One sees it very clearly, for example, in education today, where instead of thinking about educating citizens for the value of democracy or civilization or simply being educated people, everyone thinks now of education — and especially higher education — as simply an investment in one’s own individual future as a bit of capital that wants to enhance its value, become worth more, and become capable of earning a higher income. [my emphasis]
One concept that became widespread in the United States in the late 1980s was that declining average incomes were due primarily to skill mismatches that were the result of a mismatch between the education the workforce actually had and the kind required by the economy. By 2016, that claim has long since become an alibi for economic policies that don't produce adequate jobs and income, a way of saying the kind of thing that George Monbiot highlights, "Never mind structural unemployment: if you don’t have a job it’s because you are unenterprising."
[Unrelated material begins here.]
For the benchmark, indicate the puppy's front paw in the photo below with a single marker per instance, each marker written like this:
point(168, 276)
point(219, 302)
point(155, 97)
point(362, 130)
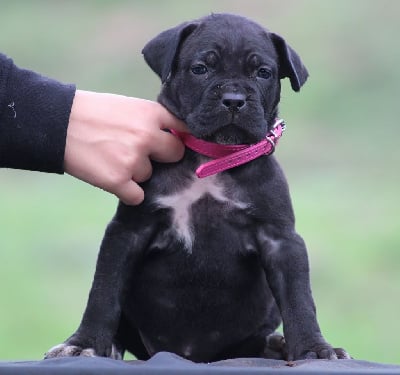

This was also a favorite argument made by Bill Clinton and the advocates of Democratic neoliberalism in the 1990s. But even then, it was already very clear to economists who looked that "more education" was not a magic wand to create jobs and improve income. In a joint article in 1996, the three labor economists Andy Sum, Neal Fogg and Robret Taggart debunked that claim, The Economics of Despair The American Prospect July-Aug 1996. The education-fixes-all argument has been closely tied to the concept of "structural problems," especially the shift in employment in the US from manufacturing to services:

However, it is easy to overstate the earnings impact of the shift in young male employment from manufacturing to trade and services. We estimate that only 13 to 16 percent of the actual decline in the annual earnings of young men can be explained by changes in the industrial distribution of jobs. Even though manufacturing jobs have paid above-average wages in the past, the differences between what young men earned in different industries in 1973 were actually fairly small—so the effect of the shift away from manufacturing should not have had a substantial impact on earnings. Over the past two decades, young male earnings have declined within virtually every major industry, including goods-producing industries, so that even those employed in manufacturing are earning less in real terms than their 1973 counterparts.

It turns out that much more important than interindustry shifts have been the declines in earnings within industries. Only those employed in public administration posted gains in real earnings between 1973 and 1993, and they accounted for only 2.5 percent of employed young men in 1993. Between 1973 and 1993, the mean real annual earnings of employed young men fell by 22 percent. Earnings declines varied considerably by sector, ranging from lows of 2 percent in personal and entertainment services and 6 percent in professional services to highs of 23 percent in manufacturing, wholesale trade, and business and repair services, and 28 percent in retail trade.
And they observed:

Most proposed remedies have emphasized the quality of the labor supply. But improving education and training, while often worthwhile and necessary, is not by itself sufficient to raise earnings. If this downward trend, which has persisted through recession and recovery alike, is to be reversed, then policymakers and educators must address the demand side as well as the supply side. Raising young adult wages will require not only better academic performance, training, apprenticeships, and school-to-work programs, but also full-employment policies, changes in the configuration of jobs and careers, and larger young adult union membership. [my emphasis]
Andy Sum et al weren't suggesting that developing and implementing effective macroeconomic programs were easy. But neoliberal ideologists are looking more for excuses for declining wages than solutions. In One Percenter economics, declining wages for ordinary workers is a desirable feature, not a bug that needs to be fixed.